Stalker, una serie godibile chiusa all’improvviso

“Stalker” è una serie televisiva più che discreta, ma finita male, dopo una sola stagione. Trasmessa dalla CBS nel 2014, ha visto succedersi 20 episodi con il classico finale in sospeso (“cliffhanger” in inglese) che tutto lascia supporre la ripresa in una seconda stagione che, però, non verrà più prodotta.
Un cast di livello assoluto
Lo stesso creatore dello show, Kevin Williamson, in una intervista al sito “Collider”, si era detto sicuro di un prosieguo. Nella serie, va detto, in molti ci avevano creduto, selezionando un cast di livello assoluto, con lunghissime esperienze in altri telefilm: l”esotica’ Maggie Q, il ‘bellissimo’ Dylan McDermott, l’affascinante Mariana Klaveno (la triste quanto splendida vampira di “True Blood”), senza dimenticare l’attrice tedesca Elisabeth Röhm, una lunghissima esperienza in “Law & Order”. In aggiunta, nelle ultime puntate, compaiono altre due ‘star’ del calibro di Mira Sorvino (non c’è bisogno di presentazioni) e Phoebe Tonkin (nota al grande pubblico per “Vampire Diaries”).
Lo ‘stalking’ trattato senza sconti
“Stalker”, un ‘police procedural crime drama’ (nella dizione angolofona) dedicato, ovviamente, al fenomeno dello ‘stalking’, è intelligente e ben sviluppato nella sceneggiatura, con personaggi ben tratteggiati e con storie credibile. Vengono abilmente mischiate le vicende personali dei protagonisti (forse, effettivamente, fin troppo belli; si vorrebbe tutti terminare in una centrale di polizia se la media dei protagonisti reali fosse questa) a quelle dei casi su cui si trovano a lavorare durante lo svolgimento di ogni singolo episodio, il tutto sull’onda di una serie affascinante di ‘cover’ di grandi successi musicali degli anni ’80, opportunamente rallentate, soprattutto sul finale di episodio, per risaltare i momenti più drammatici.
Chiusura improvvisa, meglio così
Ovviamente, anche in questo caso, ci sono degli inciampi.

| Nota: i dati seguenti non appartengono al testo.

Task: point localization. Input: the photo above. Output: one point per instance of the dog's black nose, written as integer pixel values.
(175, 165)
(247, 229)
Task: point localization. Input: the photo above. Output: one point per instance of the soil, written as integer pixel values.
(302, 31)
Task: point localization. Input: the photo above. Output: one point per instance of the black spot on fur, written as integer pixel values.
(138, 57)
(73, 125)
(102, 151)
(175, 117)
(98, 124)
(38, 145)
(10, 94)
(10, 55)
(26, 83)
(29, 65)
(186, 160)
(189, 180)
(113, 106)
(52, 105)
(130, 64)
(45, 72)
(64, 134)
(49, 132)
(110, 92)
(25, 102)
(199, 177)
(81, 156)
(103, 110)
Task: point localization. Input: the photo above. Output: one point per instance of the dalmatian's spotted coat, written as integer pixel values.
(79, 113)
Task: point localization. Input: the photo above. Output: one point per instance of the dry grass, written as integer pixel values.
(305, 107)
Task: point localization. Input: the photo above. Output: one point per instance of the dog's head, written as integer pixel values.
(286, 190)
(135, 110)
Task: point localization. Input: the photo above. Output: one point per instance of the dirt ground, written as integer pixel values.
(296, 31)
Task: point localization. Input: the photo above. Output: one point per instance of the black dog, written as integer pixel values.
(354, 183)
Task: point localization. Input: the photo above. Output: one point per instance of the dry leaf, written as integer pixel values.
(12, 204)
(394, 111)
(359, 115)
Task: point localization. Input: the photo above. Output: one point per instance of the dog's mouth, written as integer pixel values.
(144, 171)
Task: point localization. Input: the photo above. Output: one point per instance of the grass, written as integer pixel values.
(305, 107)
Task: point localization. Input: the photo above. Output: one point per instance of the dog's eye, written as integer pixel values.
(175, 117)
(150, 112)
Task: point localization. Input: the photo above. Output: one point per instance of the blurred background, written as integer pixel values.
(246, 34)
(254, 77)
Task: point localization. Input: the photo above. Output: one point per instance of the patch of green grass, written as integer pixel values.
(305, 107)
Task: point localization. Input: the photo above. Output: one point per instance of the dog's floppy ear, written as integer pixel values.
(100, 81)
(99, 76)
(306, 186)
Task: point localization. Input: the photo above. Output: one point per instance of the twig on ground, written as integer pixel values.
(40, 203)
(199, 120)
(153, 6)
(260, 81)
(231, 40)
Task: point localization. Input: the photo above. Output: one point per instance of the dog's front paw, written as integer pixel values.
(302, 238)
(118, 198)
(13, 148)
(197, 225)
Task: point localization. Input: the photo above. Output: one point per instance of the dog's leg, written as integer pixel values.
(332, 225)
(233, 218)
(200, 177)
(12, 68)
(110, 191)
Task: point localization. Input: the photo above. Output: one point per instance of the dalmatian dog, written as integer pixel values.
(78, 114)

Uno invocato da parte del pubblico dissenziente, che ha addirittura lanciato una petizione online (poco seguita) per la cancellazione della serie a causa di una presunta superficialità nel trattare lo ‘stalking’. Personalmente, dopo avere visto tutti e venti gli episodi, non mi è parso assolutamente. Anzi, i personaggi scelti come ‘villain’ sono ben assemblati, forse fin troppo per il manicheo mondo dello spettacolo americano, abituato a ragionare per schemi preconcetti. L’episodio in cui la colpa dello ‘stalking’ si sposta dal presunto colpevole alla presunta vittima potrebbe avere irritato un certo tipo di benpensanti e segnato il destino della serie.
L’altro aspetto un po’ bizzarro di “Stalker” è che, da una struttura sommariamente episodica, in cui una storia si apre e si chiude nell’arco della puntata, nella sua parte finale diventa ‘serializzato’ senza spiegazioni, con l’introduzione forzata di alcuni personaggi che nulla aggiungono ma anzi tolgono alla freschezza della trama.
Il finale, insoluto, della prima stagione non lasciava insomma intravedere buoni auspici per la seconda. Forse la chiusura è stata la scelta migliore: ci permetterà di ricordare in maniera lieta una serie (quasi sempre) spumeggiante.